Methylation Profile of the Promoter CpG Islands of Death Associated Protein-Kinase in Nephroblastoma

Abstract

Background : Nephroblastoma (Wilms Tumor) is the most common malignant, solid, extracranial tumor of childhood which has a complex etiology, displaying genetic and epigenetic changes, including loss of imprinting and tumor suppressor gene silencing. Methylation of promoter regions of CpG-rich sites is an important mechanism for silencing of tumor suppressor genes. Death Associated Protein Kinase (DAPK) is a pro-apoptotic, calcium/calmodulin-regulated protein kinase that methylation profile of the promoter CpG islands is a target for cancer. DAPK is not studied in nephroblastoma yet. The aim of this study is to establish the methylation profile of the promoter CpG islands of DAPK that might play role in tumorigenesis and chemotherapy effect of nephroblastoma. Patients and Methods : Methylation spesific PCR was performed to detect the methylation profile of the promoter CpG islands of DAPK in pre and post chemotherapy biopsy and operation tissues of the same cases of nephroblastoma (n=8), in persistant subcapsular nephrogenic zone (PSNZ) of kidney obtained from postnatal term autopsy cases (n=6). PSNZ is a blastic focus generally multifoca. It resembles nephroblastoma in morphology. This zone exists in embriology but differentiates to renal cortex after term delivery. Chi- square test was used in statistical analysis. Results : As detected by methylation specific PCR, DAPK methylation rate was low in nephroblastoma biopsy (25%) and after chemotherapy tissues (37.5%). It was 50% in PSNZ cases. The methylation status changed in only one case that became methylated after chemotherapy.
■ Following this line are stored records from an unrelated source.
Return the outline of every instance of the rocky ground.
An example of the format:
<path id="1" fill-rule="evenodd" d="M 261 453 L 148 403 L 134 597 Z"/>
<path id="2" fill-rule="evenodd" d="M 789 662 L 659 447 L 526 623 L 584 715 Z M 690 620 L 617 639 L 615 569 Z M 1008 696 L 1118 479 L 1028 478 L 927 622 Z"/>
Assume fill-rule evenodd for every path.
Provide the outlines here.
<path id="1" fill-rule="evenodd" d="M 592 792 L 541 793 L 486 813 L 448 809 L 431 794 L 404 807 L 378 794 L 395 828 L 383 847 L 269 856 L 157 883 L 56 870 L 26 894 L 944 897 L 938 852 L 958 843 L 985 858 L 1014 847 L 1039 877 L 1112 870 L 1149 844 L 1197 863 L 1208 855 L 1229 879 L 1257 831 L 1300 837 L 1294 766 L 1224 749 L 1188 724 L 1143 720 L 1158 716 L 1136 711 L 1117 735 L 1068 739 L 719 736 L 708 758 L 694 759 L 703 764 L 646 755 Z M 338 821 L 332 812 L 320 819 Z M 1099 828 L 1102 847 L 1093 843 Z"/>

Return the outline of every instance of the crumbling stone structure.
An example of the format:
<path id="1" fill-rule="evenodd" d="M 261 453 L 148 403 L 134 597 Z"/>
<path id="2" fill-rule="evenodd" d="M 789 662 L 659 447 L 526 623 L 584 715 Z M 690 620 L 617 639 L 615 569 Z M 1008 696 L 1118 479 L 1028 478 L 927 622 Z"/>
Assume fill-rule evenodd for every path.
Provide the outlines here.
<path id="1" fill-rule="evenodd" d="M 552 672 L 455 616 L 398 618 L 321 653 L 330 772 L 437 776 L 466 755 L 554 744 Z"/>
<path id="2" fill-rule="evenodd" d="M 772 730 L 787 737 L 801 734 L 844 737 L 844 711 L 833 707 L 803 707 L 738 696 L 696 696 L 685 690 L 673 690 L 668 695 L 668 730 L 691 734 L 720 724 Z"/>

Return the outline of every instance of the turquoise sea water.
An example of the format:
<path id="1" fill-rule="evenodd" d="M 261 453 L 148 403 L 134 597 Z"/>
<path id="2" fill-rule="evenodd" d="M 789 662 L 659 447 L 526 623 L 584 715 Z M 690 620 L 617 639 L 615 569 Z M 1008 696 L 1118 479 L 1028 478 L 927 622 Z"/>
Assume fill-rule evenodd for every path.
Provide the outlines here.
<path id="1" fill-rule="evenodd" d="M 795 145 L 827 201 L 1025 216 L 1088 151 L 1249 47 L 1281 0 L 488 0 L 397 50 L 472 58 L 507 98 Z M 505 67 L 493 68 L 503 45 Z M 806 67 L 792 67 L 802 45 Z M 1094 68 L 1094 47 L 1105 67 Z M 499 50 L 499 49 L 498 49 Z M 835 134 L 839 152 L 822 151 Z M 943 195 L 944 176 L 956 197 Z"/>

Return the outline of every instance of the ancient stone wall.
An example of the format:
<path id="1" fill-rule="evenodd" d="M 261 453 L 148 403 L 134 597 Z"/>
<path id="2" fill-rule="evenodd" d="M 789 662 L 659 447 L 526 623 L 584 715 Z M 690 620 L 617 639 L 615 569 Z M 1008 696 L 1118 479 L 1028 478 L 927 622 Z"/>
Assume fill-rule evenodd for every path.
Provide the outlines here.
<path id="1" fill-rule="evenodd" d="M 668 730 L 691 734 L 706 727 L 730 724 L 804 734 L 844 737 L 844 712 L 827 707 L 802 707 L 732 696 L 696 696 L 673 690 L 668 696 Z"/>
There is no statistical difference between PSNZ and nephroblastoma cases. Conclusions : DAPK methylation does not seem to play a role in chemotherapy effect on nephroblastoma. It does not seem to play role in persistance of subcapsular nephrogenic zone in normal kidney. Further studies with large case series including nephroblastic rest tissue, chemotherapy resistant cases, normal renal cortical tissue and with wide panel of methylation status of genes are recommended.